When my husband came to find me a few weeks ago after putting together our taxes, I could tell from the look on his face that things weren’t good.
“How much?” I asked, assuming right off the bat we were looking at owing money. Well, I won’t share the exact amount — mostly because it pains me to even put it in writing — but let’s just say we somehow managed to underpay the federal government well over $2,000 and as a result found ourselves dipping deeply into our savings account to come up with the funds we owed.
A Good Thing or a Bad Thing?
The funny thing about owing money on taxes is it’s not necessarily a bad thing. Although nearly eight out of every ten people get federal tax refunds each year, some accountants will tell you that getting money back means you overpaid throughout the year and therefore essentially gave the government an interest-free loan.
On the other hand, there’s the psychology of the refund to consider. Many people who get refunds don’t necessarily expect to receive money back from the government, and although they’ve technically paid more than they needed to up front, they’re able to enjoy their newfound money once it comes in. Along these lines, those who owe money unexpectedly often have the opposite experience — that they’re suddenly being robbed of money they thought was rightfully theirs.
Regardless of where you tend to side in this debate, one thing’s for sure: You don’t want to owe so much money that you’re forced to pay a penalty. Usually you can avoid this if you:
• Owe less than $1,000.
• Paid at least 90 percent of the taxes you owed for the current year, or 100 percent of the taxes you paid last year.
Avoiding the Situation in the Future
Unfortunately, if you’ve discovered you owe money this year, it’s pretty much a lost cause. But there are steps you can take to avoid owing money next year.
• First, check your withholding status — that’s the amount your employer is taking out of your paycheck. Did you claim too many allowances? You may need to correct your W-4. You can also try using the IRS’s estimated tax calculator to see if you’re paying enough and then adjust your withholdings accordingly.
• Next, review other sources of taxable income. Did you earn a lot of money from a savings account or Certificate of Deposit? Did your investments pay dividends that propelled you into a higher tax bracket? Growing your money is never a bad thing, but if it causes an uncomfortable situation come tax time, you may want to rethink your current strategy.
• Finally, if you’re worried about owing but don’t want to overpay and lose out on interest, you can leave your W-4 as-is but create a separate savings account designated for tax money — money that, in your mind, isn’t really yours. You can then put in money each month so that it accumulates over the year.
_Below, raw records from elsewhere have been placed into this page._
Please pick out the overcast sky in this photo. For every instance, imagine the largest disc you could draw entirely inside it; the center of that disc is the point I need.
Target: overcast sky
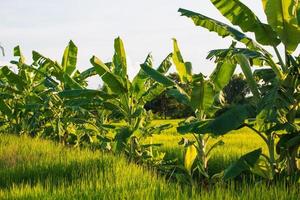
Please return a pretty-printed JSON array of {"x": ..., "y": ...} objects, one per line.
[{"x": 144, "y": 26}]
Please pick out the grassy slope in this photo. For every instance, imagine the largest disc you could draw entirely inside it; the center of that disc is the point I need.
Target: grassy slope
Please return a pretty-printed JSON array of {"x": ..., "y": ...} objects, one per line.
[{"x": 43, "y": 170}]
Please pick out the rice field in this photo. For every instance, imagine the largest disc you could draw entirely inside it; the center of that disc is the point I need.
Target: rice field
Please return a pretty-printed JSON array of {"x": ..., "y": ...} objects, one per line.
[{"x": 40, "y": 169}]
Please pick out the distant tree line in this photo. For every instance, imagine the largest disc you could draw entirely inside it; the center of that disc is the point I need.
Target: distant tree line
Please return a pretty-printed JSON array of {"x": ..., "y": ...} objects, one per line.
[{"x": 166, "y": 106}]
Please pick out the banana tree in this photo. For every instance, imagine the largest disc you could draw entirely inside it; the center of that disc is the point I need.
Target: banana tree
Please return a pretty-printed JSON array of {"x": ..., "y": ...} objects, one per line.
[
  {"x": 204, "y": 96},
  {"x": 275, "y": 102},
  {"x": 130, "y": 98},
  {"x": 46, "y": 99}
]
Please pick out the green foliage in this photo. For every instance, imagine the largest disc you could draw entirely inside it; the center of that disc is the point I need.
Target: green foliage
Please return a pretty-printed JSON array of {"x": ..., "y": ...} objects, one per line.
[
  {"x": 275, "y": 101},
  {"x": 245, "y": 162}
]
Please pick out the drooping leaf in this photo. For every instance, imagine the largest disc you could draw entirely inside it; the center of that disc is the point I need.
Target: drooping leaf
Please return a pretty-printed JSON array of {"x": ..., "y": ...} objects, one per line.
[
  {"x": 119, "y": 58},
  {"x": 4, "y": 108},
  {"x": 13, "y": 79},
  {"x": 110, "y": 79},
  {"x": 69, "y": 59},
  {"x": 155, "y": 75},
  {"x": 220, "y": 28},
  {"x": 165, "y": 65},
  {"x": 245, "y": 162},
  {"x": 155, "y": 90},
  {"x": 70, "y": 82},
  {"x": 202, "y": 96},
  {"x": 18, "y": 53},
  {"x": 183, "y": 71},
  {"x": 232, "y": 119},
  {"x": 87, "y": 73},
  {"x": 139, "y": 81},
  {"x": 84, "y": 93},
  {"x": 179, "y": 95},
  {"x": 190, "y": 157},
  {"x": 245, "y": 65},
  {"x": 222, "y": 74},
  {"x": 282, "y": 16},
  {"x": 239, "y": 14}
]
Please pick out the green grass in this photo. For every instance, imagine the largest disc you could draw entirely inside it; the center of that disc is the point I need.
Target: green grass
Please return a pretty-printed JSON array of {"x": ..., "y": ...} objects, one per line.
[{"x": 39, "y": 169}]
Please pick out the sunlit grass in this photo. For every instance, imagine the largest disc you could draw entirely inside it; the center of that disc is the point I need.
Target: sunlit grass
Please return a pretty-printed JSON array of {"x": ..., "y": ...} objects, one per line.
[{"x": 39, "y": 169}]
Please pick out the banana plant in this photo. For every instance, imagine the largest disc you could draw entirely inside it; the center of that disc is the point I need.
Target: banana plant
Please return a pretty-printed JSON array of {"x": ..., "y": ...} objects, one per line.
[
  {"x": 204, "y": 96},
  {"x": 47, "y": 99},
  {"x": 130, "y": 97},
  {"x": 275, "y": 102}
]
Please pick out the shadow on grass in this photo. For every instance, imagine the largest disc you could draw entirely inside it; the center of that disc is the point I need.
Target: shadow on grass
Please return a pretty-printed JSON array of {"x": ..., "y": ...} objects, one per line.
[{"x": 52, "y": 175}]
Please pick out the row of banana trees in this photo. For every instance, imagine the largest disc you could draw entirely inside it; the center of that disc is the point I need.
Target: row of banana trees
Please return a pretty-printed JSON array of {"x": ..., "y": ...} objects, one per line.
[{"x": 50, "y": 99}]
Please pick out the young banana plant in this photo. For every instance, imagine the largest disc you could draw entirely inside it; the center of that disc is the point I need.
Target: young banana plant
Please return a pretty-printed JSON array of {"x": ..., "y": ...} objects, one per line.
[
  {"x": 130, "y": 97},
  {"x": 202, "y": 95},
  {"x": 49, "y": 100},
  {"x": 275, "y": 103}
]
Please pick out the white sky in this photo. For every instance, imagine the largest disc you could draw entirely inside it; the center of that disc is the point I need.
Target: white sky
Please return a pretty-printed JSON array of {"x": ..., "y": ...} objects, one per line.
[{"x": 144, "y": 26}]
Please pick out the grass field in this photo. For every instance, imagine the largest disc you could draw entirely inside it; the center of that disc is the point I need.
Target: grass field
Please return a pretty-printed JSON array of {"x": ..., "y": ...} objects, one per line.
[{"x": 39, "y": 169}]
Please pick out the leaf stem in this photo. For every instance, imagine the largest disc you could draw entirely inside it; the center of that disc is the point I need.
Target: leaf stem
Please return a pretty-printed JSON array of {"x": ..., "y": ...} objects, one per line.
[{"x": 284, "y": 68}]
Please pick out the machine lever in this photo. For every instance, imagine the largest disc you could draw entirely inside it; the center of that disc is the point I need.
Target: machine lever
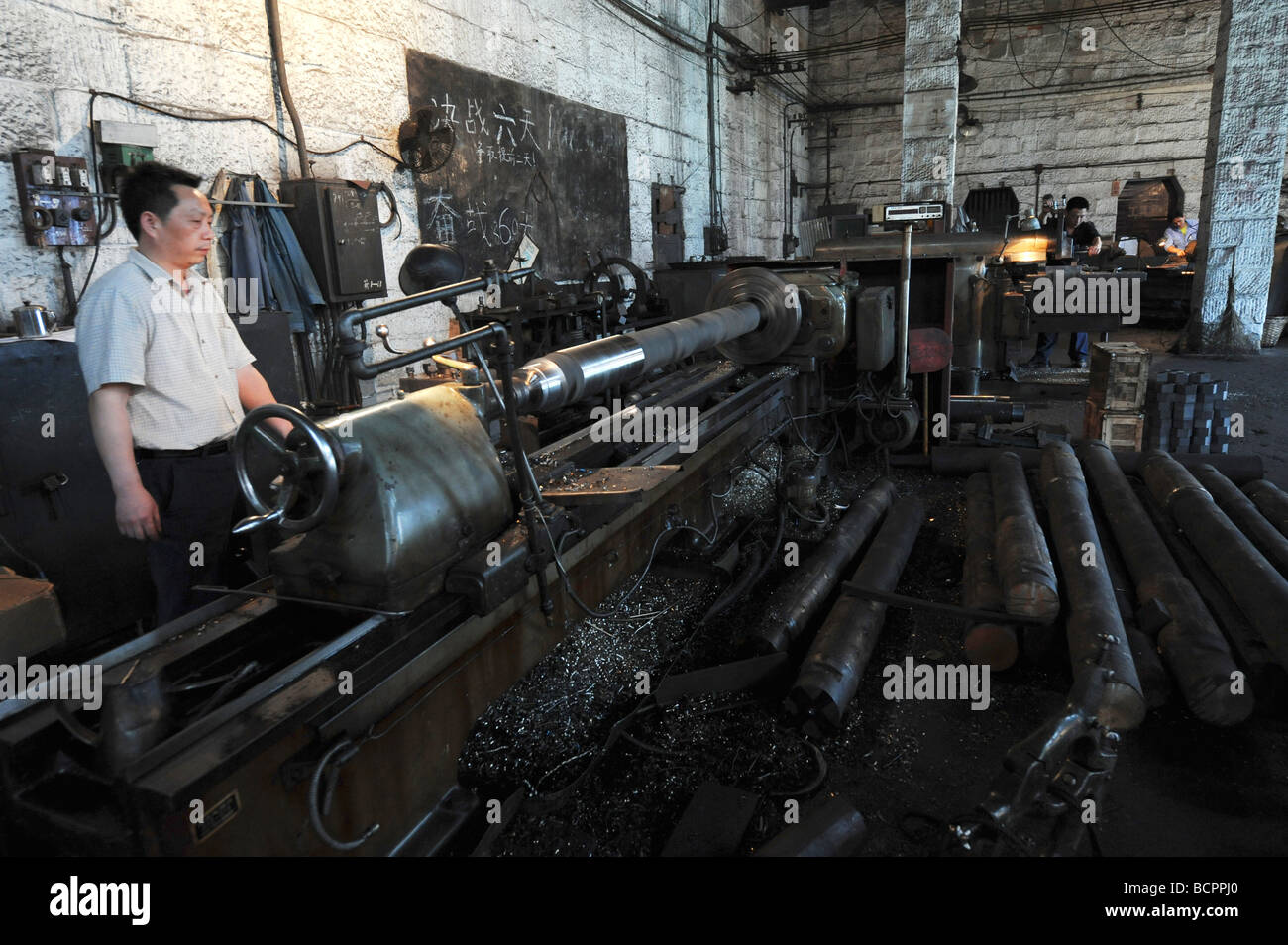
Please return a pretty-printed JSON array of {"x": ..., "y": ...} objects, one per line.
[{"x": 253, "y": 522}]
If, come tax time, you see that you owe money again, you can simply dip into your special account to pay the government, as opposed to having to tap into your savings. And if you find that you don’t owe on your taxes, that money is yours to keep, and you’ll have earned interest on it as well.
Filing our taxes was a major wake-up call for us. Although it was a lousy way to learn our lesson, we’re already taking steps to get smarter and avoid a collective panic attack come April of 2017.